The problem for me, and the topic of this column, is that sometimes the validation of others’ experiences might miss the mark. If you're providing reassurance as a therapist, particularly around someone who is anxious and happens to be obsessed, what you might be doing is harm.
One of the compulsions that can come with distressing obsessive thoughts is the need to seek reassurance from others. This is not inherently bad. The problem is that reassurance can reinforce the symptoms of OCD, which is to feel even more distressed until one does something. And that something is off and seeking more reassurance creates the urge to seek more reassurance, etc.

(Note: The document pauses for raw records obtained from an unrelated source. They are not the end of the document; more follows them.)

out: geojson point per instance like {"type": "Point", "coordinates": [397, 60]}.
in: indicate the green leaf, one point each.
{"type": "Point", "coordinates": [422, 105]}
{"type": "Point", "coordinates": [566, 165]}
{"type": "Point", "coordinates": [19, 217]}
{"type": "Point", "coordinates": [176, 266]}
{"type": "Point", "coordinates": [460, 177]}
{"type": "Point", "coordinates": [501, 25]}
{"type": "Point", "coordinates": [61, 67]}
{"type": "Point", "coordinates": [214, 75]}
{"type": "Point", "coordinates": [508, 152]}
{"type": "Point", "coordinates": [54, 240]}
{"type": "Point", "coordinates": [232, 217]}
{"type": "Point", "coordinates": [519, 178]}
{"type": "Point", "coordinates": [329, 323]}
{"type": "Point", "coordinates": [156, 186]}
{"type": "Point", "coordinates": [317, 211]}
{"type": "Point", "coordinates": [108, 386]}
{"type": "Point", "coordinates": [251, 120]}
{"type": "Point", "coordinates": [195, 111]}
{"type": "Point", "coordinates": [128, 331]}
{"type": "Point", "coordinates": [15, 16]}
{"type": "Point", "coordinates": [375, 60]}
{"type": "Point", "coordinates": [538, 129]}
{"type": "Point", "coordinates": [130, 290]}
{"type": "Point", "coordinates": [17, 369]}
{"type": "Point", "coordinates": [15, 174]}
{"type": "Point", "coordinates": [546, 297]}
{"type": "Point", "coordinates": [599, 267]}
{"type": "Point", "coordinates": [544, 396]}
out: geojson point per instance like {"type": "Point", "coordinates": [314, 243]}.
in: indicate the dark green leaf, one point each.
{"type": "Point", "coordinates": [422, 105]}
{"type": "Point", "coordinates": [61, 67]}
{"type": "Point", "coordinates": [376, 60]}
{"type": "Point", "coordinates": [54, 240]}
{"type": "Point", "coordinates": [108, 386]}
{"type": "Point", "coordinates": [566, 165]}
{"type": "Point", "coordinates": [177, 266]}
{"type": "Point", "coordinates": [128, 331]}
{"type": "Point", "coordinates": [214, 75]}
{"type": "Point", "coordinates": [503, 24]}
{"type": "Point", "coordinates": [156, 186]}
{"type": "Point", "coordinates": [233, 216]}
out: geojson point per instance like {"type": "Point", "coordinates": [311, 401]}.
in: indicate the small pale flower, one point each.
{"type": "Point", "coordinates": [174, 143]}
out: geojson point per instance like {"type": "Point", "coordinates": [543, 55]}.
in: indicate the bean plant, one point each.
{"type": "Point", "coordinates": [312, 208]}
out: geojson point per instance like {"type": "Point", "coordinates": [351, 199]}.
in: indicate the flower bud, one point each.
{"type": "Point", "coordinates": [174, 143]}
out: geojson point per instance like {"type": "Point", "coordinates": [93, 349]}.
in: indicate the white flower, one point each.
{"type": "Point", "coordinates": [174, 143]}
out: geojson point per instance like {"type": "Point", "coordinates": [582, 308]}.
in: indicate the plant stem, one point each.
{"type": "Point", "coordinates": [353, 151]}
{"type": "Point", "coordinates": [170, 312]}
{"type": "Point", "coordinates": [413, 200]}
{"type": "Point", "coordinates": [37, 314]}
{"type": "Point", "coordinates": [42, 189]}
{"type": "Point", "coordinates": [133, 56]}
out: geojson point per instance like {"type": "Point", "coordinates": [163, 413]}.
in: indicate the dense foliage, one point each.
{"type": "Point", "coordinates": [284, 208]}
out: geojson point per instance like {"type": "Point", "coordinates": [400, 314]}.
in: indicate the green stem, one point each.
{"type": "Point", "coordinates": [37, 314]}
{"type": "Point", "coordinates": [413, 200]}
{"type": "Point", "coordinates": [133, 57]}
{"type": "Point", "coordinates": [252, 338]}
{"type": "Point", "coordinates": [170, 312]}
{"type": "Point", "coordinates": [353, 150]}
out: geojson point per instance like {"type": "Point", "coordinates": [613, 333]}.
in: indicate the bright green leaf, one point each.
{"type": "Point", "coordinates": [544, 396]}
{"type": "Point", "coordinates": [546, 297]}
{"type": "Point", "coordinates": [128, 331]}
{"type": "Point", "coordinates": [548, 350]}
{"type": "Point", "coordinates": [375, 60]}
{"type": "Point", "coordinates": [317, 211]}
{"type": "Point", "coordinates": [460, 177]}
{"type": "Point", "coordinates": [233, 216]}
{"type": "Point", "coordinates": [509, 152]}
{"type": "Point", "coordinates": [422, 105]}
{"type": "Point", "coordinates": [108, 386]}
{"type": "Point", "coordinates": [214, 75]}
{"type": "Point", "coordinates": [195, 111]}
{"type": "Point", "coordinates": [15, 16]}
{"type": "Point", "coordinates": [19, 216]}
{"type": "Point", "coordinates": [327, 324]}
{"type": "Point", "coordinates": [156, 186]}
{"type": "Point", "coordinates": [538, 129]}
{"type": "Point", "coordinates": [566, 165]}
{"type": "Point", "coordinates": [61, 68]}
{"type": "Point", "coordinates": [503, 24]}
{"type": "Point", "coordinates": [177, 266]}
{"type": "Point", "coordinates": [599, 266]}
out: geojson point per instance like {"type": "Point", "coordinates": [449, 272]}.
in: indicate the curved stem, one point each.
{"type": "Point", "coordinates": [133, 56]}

Obsessive-compulsive disorder and “anxiety” are different. Some people are obsessed with her anxieties. Some people are anxious about their obsessions. Therapists who do not understand OCD exists will reliably reassure people who suffer from it. This is much like providing additional drugs to people who compulsively use drugs. It does not solve the problem. There is no buprenorphine for reassurance seeking if that's your brain’s particular drug of choice.
Reassurance is not all it's cracked up to be. It is an intervention that comes with risk. The risk is to vulnerable individuals with a pre-existing brain condition, which can cause them to get hooked. This is very good for the business model of telehealth platforms or unexpecting therapists who fail to recognize the existence of this disorder.
Thanks for reading!
—Owen Muir, M.D.
I have been misdiagnosed as having OCD. Fortunately, I was acquainted with THREE psychopharmacologist s who explained the personality "type." I have also been around people who actually had OCD. They have my sympathy! I have seen them cry, and understood how uncontrollable their thoughts and habits really are. 😥😢
I would say reassurance is an important part of graded exposure, in that only by stepping into their discomfort zone can a person then be reassured their fears were not realised. In this way, they are supported to keep systematically expanding their comfort zone.
However, I agree that reassurance at or within this comfort boundary (which is what I think you're referring to Owen) does not result in progress and may actually end up reinforcing it.